Bolsonaro, Lula trade blows in bruising final Brazil election debate

People observe a debate ahead of the runoff election between Brazil’s President and candidate for re-election Jair Bolsonaro and former President and current candidate Luiz Inacio Lula da Silva, at a bar in Brasilia on Friday.

RIO DE JANEIRO (Reuters) — Brazil’s right-wing President Jair Bolsonaro and his leftist election rival, Luiz Inacio Lula da Silva, traded barbs late on Friday in their final televised debate ahead of Sunday’s tense runoff vote.

Polls suggest Lula is the slight favorite to come back for a third term, capping a remarkable political renaissance after his jailing on graft convictions that were overturned. But Bolsonaro outperformed opinion polls in the first-round vote this month, and many analysts say the election could go either way.

During Friday’s free-wheeling debate, the deeply polarizing figures attacked each other’s character and record, accused each other of lying and refused repeatedly to answer each other’s questions.
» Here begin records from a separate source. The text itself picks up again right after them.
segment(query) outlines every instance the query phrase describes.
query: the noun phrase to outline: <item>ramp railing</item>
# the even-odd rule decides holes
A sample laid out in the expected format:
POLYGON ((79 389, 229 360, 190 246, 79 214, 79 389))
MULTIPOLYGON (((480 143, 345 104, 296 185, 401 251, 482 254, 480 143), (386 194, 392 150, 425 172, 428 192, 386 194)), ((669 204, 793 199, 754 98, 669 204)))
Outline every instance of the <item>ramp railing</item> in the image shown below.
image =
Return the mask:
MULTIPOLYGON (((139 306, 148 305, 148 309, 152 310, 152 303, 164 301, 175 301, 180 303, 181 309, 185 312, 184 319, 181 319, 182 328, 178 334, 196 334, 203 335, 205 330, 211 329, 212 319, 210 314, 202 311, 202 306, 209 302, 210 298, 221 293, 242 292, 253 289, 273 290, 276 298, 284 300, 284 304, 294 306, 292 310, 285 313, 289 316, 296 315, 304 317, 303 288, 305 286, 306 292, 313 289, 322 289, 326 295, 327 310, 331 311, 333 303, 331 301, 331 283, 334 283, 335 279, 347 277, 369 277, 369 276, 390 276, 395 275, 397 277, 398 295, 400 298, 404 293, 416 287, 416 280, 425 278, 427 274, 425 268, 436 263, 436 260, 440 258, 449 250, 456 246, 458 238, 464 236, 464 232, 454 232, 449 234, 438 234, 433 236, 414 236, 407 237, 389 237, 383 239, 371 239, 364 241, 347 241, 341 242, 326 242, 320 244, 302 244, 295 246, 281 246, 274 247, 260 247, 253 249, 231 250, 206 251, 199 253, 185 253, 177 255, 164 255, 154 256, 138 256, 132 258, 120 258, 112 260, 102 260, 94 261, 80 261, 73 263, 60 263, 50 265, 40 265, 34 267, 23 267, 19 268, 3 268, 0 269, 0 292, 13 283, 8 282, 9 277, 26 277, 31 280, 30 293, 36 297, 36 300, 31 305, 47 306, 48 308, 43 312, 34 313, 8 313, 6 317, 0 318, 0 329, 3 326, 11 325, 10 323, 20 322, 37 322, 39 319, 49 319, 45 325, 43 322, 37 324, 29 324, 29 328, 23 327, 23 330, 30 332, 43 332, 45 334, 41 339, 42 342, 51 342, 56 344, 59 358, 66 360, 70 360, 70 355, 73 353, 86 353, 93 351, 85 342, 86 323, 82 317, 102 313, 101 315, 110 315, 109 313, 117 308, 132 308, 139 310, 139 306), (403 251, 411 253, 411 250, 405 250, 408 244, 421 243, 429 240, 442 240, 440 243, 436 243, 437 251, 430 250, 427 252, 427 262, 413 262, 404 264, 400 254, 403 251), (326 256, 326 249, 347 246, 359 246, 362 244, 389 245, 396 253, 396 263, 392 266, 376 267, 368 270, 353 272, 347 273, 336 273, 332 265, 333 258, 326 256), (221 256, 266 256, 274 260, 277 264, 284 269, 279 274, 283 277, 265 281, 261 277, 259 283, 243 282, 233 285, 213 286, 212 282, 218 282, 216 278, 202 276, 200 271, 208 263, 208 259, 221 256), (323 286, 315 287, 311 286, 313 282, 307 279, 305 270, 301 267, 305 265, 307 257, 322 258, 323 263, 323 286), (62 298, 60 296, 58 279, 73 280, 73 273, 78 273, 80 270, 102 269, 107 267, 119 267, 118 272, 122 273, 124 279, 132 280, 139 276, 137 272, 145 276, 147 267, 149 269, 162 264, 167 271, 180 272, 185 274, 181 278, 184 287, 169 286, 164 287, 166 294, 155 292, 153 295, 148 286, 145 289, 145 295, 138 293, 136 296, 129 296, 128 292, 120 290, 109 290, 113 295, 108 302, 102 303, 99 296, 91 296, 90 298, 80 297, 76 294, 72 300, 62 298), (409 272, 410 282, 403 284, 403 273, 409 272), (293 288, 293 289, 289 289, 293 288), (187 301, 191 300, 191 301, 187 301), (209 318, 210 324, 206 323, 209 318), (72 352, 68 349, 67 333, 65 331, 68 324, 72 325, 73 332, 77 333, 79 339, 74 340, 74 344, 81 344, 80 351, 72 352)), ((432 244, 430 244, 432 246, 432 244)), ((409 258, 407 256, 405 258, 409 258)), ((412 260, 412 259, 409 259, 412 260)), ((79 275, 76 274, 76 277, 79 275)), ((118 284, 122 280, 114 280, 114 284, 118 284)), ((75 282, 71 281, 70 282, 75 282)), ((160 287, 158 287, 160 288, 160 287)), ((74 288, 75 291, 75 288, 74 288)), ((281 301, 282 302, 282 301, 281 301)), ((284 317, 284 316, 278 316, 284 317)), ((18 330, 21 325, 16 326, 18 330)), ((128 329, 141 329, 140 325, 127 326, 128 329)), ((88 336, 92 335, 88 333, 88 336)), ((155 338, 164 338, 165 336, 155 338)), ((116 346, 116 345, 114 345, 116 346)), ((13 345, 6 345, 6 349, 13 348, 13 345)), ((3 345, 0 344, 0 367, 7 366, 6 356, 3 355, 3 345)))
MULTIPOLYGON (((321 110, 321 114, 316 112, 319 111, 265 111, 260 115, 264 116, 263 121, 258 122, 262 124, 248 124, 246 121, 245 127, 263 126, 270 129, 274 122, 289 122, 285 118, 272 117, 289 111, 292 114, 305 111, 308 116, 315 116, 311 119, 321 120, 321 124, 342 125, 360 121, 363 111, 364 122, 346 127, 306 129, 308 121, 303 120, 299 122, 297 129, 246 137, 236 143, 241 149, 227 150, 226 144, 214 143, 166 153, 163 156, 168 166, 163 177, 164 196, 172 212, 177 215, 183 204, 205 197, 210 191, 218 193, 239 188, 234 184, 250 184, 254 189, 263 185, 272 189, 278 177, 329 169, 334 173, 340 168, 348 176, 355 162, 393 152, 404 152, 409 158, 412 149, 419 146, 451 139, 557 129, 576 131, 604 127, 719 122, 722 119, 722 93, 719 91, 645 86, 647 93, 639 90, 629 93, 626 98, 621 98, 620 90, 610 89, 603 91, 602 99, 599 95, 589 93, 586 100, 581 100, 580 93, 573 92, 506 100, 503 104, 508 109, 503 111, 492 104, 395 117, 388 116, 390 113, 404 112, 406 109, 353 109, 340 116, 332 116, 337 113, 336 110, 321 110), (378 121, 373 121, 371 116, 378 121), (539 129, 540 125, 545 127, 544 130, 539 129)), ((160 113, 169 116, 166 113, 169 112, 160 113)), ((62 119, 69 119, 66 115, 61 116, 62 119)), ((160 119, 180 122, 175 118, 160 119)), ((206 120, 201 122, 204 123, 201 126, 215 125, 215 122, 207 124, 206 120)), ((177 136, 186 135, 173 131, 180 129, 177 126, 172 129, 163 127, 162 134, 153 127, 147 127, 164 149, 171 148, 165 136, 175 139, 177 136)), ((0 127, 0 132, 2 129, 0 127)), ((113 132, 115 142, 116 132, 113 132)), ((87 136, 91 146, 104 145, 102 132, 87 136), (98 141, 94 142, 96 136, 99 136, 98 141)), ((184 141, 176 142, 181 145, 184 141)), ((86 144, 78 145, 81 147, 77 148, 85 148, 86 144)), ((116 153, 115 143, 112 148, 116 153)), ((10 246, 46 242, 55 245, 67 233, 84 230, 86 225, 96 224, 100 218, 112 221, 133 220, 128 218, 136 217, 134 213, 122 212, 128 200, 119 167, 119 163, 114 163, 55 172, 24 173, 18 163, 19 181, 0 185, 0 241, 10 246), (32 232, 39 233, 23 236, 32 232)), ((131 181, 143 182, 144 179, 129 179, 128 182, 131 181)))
Bolsonaro opened the debate by denying reports that he might unpeg the minimum wage from inflation, announcing instead he would raise it to 1,400 reais ($260) a month if re-elected, a move that is not in his government’s 2023 budget.

Still, most analysts and focus groups with undecided voters suggested the president had done little to shake up a race that polls show broadly stable since Lula led the first round of voting on Oct. 2 by 5 percentage points.

That result was better for Bolsonaro than most polls had shown, giving him a boost of momentum to start the month, but the past two weeks of the campaign have presented headwinds.

On Sunday, one of Bolsonaro’s allies opened fire on Federal Police officers coming to arrest him. A week earlier Bolsonaro had to defend himself from attack ads after he told an anecdote about meeting Venezuelan migrant girls in suggestive terms.

In their first head-to-head debate this month, Lula blasted Bolsonaro’s handling of a pandemic in which nearly 700,000 Brazilians have died, while Bolsonaro focused on the graft scandals that tarnished the reputation of Lula’s Workers Party.

On Friday night, both candidates returned repeatedly to Lula’s two terms as president from 2003 to 2010, when high commodity prices helped to boost the economy and combat poverty. Lula vowed to revive those boom times, while Bolsonaro suggested current social programs are more effective.